Closed ddoyaguez closed 1 year ago
@ddoyaguez thanks for this - it's a really interesting use case. I had a look at what was going on, and in the course of investigating it I've ended up with PR (#57) which would solve this issue. Take a look and see what you think.
I think that disabling the increment along with the logs is interesting, but ultimately they are different use cases - DISABLE_LOGS
is really there to prevent table bloat from logging too many requests - which is not an issue for the increment. Or is it (too many updates?) Not sure 🤔
/cc @emab
I think that your solution is perfect, thanks for the quick reply and implementation. At first sight it is exactly what I needed. I will try to test PR #57 tomorrow with my code. Im pretty sure it will work though. Thank you very much!
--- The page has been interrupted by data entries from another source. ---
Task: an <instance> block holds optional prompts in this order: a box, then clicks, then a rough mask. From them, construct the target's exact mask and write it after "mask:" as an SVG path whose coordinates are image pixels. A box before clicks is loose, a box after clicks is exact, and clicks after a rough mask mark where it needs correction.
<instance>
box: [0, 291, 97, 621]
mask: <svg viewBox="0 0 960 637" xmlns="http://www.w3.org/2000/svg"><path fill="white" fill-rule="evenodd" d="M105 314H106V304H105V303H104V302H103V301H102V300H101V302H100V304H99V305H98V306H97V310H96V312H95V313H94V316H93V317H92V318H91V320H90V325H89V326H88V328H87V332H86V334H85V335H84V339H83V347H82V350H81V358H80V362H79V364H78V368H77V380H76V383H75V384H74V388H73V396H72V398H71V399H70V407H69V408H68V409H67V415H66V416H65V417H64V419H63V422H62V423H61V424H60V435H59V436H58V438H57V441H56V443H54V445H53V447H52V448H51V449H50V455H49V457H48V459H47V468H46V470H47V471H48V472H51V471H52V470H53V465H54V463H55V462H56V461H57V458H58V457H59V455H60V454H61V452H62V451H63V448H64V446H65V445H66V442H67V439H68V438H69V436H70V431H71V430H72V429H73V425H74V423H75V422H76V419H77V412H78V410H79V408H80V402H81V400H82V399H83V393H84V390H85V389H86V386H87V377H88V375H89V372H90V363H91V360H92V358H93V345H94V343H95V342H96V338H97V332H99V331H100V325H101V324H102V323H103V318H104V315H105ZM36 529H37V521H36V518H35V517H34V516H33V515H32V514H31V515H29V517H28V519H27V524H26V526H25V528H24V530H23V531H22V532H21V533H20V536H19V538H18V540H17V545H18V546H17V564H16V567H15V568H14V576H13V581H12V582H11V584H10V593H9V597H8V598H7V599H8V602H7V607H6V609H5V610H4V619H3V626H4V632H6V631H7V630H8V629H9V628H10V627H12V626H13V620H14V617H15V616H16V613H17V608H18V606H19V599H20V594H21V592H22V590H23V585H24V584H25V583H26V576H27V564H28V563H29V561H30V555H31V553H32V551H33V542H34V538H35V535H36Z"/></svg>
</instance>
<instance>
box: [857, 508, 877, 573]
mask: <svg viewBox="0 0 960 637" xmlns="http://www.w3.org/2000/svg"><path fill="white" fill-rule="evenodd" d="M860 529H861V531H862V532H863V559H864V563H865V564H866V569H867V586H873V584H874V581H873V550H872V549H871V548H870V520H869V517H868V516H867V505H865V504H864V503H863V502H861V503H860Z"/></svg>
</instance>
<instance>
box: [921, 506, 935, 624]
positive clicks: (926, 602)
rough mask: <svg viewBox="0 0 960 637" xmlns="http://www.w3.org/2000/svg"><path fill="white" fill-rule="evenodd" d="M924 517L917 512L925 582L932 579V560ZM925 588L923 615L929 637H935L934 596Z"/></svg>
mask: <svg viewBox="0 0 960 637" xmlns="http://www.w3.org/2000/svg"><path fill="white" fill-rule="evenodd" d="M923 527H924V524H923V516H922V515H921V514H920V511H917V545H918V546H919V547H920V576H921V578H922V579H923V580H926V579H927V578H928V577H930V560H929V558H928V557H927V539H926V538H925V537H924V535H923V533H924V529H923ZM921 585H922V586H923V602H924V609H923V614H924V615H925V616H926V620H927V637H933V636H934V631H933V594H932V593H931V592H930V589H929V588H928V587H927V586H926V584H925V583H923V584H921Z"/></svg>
Hi. I have been trying to implement RGPD Article 94 "right to be forgotten" using django-request-token. So when the user enters his email in a view, an email is sent to him and that email has a link with a request token that triggers the deletion of his user. So I have a view decorated by a use_request_token decorator, and inside that view I am trying to delete the user that is associated with the current request_token. The user deletion goes well, but the problem is that error 500 is always return by the decorator.
I have in my settings.py REQUEST_TOKEN_DISABLE_LOGS = True, but anyway in RequestToken's decorator.py the call to log_token_use is done always. So it calls increment_used_counts() always. The problem with that is that it calls the save method of the RequestToken, and it has the user associated that I have previously deleted, so it fails.
Would it be possible to make REQUEST_TOKEN_DISABLE_LOGS disable also the usage increment by moving the increment_used_count() call to be after the DISABLE_LOGS check?
Another option is to add another setting called maybe DISABLE_USAGE_INCREMENT so it can be controlled.
I can create a pull request with the option you prefer if it is possible.